WHAT CAUSES SOMATIZATION?
There are many theories about why somatization occurs. These theories involve:
Biological Sensitivity: A person may have a heightened sensitivity to certain sensations, such as pain or nausea. They may be more likely to attribute these sensations to illness. A person may also misinterpret psychological symptoms, such as anxious sweating, to a physical cause.
Trauma/Stress: Research shows survivors of trauma are particularly susceptible to somatization. Trauma can lead to high levels of cortisol and other hormones. These chemicals can weaken one’s immune system and cause physical symptoms such as dizziness.
The Unconscious: Somatization could be a defense mechanism, protecting the person from emotional overwhelm. Some psychological symptoms may be so overwhelming that a person cannot face them consciously. A person’s distress may then find an outlet through the body, converting to a physical symptom.
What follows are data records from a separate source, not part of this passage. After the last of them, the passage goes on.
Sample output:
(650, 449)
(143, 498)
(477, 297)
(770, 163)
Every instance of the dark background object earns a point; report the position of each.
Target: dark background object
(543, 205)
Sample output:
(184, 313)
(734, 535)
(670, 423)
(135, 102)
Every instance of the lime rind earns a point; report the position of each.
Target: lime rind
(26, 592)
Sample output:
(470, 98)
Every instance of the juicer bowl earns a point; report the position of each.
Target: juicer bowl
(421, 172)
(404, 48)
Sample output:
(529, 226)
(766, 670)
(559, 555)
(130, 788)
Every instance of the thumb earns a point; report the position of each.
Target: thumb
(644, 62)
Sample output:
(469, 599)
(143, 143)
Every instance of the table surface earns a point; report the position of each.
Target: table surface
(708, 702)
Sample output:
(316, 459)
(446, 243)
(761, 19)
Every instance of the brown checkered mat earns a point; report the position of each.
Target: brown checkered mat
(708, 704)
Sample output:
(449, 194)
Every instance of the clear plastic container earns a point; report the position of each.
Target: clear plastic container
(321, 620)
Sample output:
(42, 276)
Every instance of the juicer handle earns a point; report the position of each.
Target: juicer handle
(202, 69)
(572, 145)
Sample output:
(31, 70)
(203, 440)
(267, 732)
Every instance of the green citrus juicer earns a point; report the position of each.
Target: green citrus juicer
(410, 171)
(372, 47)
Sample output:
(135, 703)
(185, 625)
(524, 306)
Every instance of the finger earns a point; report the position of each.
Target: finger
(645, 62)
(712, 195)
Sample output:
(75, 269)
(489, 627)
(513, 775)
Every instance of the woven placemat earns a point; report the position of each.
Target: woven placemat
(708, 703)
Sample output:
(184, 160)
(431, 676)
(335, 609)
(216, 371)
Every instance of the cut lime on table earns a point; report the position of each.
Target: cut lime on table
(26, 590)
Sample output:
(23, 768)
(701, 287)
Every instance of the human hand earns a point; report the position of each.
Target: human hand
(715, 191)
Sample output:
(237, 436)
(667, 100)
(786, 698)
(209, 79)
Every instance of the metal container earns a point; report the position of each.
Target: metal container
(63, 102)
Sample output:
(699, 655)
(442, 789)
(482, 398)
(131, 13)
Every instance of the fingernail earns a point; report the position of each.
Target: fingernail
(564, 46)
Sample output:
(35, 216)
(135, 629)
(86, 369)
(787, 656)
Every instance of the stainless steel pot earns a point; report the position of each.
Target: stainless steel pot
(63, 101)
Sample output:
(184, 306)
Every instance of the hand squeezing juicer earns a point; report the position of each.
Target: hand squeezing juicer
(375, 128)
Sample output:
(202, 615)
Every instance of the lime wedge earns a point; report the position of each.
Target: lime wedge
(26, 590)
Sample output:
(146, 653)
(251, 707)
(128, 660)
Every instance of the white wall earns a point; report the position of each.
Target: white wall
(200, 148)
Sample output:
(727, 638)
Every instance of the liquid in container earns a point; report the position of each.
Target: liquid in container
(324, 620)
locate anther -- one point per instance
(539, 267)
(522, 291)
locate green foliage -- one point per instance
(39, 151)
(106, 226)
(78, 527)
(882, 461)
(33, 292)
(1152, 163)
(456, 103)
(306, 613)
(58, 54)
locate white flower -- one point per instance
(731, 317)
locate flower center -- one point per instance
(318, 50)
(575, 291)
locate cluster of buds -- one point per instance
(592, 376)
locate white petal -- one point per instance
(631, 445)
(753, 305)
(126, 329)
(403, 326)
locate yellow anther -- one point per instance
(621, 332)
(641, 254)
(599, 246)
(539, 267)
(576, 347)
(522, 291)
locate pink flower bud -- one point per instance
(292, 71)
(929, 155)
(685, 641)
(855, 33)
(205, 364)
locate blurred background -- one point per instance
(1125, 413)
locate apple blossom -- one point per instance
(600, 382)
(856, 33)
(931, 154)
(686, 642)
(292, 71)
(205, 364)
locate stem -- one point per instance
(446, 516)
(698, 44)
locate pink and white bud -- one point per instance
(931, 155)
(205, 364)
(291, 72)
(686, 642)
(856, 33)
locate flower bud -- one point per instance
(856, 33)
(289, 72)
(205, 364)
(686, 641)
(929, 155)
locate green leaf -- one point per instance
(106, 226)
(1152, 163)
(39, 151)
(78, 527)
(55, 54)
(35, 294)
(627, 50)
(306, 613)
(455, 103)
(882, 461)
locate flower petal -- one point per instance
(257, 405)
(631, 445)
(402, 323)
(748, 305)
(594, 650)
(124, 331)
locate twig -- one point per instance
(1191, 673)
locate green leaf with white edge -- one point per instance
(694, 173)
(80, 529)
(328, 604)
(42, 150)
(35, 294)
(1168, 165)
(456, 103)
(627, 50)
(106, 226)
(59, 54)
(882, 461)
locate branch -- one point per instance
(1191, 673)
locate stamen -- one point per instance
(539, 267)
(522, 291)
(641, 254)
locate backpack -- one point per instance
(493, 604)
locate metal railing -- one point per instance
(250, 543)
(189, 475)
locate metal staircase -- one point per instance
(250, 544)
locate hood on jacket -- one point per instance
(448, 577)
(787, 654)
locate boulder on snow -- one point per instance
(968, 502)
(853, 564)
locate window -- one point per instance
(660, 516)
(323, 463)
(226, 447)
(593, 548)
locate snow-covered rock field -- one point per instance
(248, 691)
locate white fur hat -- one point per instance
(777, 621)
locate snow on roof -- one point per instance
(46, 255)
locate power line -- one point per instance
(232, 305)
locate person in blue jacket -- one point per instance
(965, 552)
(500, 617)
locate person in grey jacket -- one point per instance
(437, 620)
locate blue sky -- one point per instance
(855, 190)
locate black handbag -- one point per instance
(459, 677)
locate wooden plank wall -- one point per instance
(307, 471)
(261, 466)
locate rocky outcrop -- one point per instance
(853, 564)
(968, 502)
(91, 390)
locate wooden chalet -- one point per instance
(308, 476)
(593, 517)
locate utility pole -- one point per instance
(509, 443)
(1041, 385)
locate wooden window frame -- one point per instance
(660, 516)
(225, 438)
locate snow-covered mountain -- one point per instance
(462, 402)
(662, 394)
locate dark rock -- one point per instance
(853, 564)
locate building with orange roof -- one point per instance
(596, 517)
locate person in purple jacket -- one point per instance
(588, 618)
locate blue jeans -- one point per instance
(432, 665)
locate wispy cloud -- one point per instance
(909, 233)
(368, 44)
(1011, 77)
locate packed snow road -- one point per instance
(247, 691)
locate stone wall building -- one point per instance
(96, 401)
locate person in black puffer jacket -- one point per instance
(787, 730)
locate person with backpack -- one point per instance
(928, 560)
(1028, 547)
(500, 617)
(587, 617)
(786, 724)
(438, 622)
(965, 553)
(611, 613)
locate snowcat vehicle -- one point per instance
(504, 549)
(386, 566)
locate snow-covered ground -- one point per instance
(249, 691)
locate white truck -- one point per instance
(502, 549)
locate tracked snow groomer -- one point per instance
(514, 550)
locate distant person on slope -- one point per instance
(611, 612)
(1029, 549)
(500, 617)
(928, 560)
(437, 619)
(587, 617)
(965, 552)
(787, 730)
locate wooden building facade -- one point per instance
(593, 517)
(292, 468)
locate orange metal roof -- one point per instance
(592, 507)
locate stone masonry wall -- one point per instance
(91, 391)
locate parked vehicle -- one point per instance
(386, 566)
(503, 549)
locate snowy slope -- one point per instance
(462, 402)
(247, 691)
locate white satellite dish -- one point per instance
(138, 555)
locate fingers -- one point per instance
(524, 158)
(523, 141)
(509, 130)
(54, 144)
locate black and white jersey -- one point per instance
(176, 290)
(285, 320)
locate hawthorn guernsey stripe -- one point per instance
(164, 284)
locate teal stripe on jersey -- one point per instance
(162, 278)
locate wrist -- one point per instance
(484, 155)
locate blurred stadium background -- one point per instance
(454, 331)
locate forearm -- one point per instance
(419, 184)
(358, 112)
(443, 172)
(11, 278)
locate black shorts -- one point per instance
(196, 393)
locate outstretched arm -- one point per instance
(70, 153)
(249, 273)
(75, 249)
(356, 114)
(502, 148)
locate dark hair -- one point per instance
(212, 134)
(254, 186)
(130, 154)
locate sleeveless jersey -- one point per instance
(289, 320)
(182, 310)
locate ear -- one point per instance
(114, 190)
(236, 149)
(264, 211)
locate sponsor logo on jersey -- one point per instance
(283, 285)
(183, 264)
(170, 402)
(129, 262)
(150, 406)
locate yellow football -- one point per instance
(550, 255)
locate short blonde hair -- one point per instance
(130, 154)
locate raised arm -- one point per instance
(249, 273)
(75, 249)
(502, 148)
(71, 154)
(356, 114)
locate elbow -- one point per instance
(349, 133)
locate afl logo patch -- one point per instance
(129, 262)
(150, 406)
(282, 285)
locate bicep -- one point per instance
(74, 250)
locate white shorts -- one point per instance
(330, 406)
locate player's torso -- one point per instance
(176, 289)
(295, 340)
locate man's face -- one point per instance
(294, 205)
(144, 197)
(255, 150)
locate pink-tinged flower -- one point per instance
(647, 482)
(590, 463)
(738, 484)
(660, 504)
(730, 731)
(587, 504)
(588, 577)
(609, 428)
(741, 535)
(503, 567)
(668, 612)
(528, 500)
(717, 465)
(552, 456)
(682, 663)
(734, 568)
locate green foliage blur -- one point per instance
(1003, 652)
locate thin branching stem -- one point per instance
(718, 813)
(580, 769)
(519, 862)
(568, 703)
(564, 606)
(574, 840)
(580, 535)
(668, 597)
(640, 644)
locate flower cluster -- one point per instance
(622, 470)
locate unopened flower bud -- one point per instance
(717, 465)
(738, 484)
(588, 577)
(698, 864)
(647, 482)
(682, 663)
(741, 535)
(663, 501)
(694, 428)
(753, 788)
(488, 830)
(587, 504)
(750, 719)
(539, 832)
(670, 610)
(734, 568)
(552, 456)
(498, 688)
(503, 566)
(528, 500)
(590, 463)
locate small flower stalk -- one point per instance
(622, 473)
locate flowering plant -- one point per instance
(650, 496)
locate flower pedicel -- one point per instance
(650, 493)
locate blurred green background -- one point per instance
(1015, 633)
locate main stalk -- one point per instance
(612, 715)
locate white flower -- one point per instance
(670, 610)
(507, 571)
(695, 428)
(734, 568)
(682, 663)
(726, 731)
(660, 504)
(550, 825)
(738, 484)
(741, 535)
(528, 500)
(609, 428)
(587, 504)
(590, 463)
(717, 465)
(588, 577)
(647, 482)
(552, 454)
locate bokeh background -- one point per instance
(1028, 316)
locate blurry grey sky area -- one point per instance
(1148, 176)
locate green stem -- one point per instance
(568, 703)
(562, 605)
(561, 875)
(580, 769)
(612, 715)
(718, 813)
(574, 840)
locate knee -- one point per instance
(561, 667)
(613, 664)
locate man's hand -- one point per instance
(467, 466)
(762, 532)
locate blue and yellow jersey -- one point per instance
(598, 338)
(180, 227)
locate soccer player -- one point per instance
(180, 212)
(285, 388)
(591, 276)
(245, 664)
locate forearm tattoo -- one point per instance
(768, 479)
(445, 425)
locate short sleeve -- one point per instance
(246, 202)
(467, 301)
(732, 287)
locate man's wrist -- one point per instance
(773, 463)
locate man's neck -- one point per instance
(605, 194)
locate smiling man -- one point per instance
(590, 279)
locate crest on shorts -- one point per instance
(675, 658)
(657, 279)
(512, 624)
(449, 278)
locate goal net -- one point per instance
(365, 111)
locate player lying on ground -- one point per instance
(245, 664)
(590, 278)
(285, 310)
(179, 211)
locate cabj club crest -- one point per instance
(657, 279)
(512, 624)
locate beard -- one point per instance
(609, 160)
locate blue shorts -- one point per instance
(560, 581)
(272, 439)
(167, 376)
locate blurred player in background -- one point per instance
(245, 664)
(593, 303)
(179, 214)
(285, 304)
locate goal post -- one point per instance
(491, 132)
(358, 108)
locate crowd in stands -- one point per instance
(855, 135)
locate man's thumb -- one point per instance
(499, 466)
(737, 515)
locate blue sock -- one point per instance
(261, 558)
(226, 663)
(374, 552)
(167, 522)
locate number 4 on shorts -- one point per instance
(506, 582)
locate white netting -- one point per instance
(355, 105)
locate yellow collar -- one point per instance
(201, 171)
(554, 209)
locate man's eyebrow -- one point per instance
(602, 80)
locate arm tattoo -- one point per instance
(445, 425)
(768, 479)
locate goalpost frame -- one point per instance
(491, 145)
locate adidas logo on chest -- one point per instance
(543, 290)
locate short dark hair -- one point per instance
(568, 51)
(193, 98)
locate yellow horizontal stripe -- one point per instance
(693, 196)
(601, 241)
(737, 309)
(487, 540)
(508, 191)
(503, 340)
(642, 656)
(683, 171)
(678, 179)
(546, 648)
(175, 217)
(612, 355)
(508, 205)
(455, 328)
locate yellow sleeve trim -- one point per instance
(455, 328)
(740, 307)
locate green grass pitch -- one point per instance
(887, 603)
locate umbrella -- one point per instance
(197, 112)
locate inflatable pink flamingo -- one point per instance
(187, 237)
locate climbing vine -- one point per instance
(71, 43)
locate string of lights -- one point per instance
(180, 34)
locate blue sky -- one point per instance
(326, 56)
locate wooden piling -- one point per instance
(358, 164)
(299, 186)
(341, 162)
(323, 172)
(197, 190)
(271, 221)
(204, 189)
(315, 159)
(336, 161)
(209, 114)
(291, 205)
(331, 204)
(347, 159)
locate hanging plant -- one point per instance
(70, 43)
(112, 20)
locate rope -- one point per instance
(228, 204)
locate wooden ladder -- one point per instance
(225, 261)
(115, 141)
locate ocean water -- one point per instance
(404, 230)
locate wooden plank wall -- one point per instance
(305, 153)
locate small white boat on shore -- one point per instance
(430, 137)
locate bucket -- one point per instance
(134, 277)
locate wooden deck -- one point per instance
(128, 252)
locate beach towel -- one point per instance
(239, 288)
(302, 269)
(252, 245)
Cultural Attitudes: Some people may live in a culture that stigmatizes emotional distress. A person may receive more attention and sympathy when they present physical symptoms than when they report psychological issues. A person’s mind and body may “learn” to somaticize distress in order to get help.
Somatization may be caused by multiple factors. It could also have no perceivable cause. Regardless of why the somatization occurs, the symptoms are real and do cause distress. People experiencing somatization can get treatment by finding a therapist.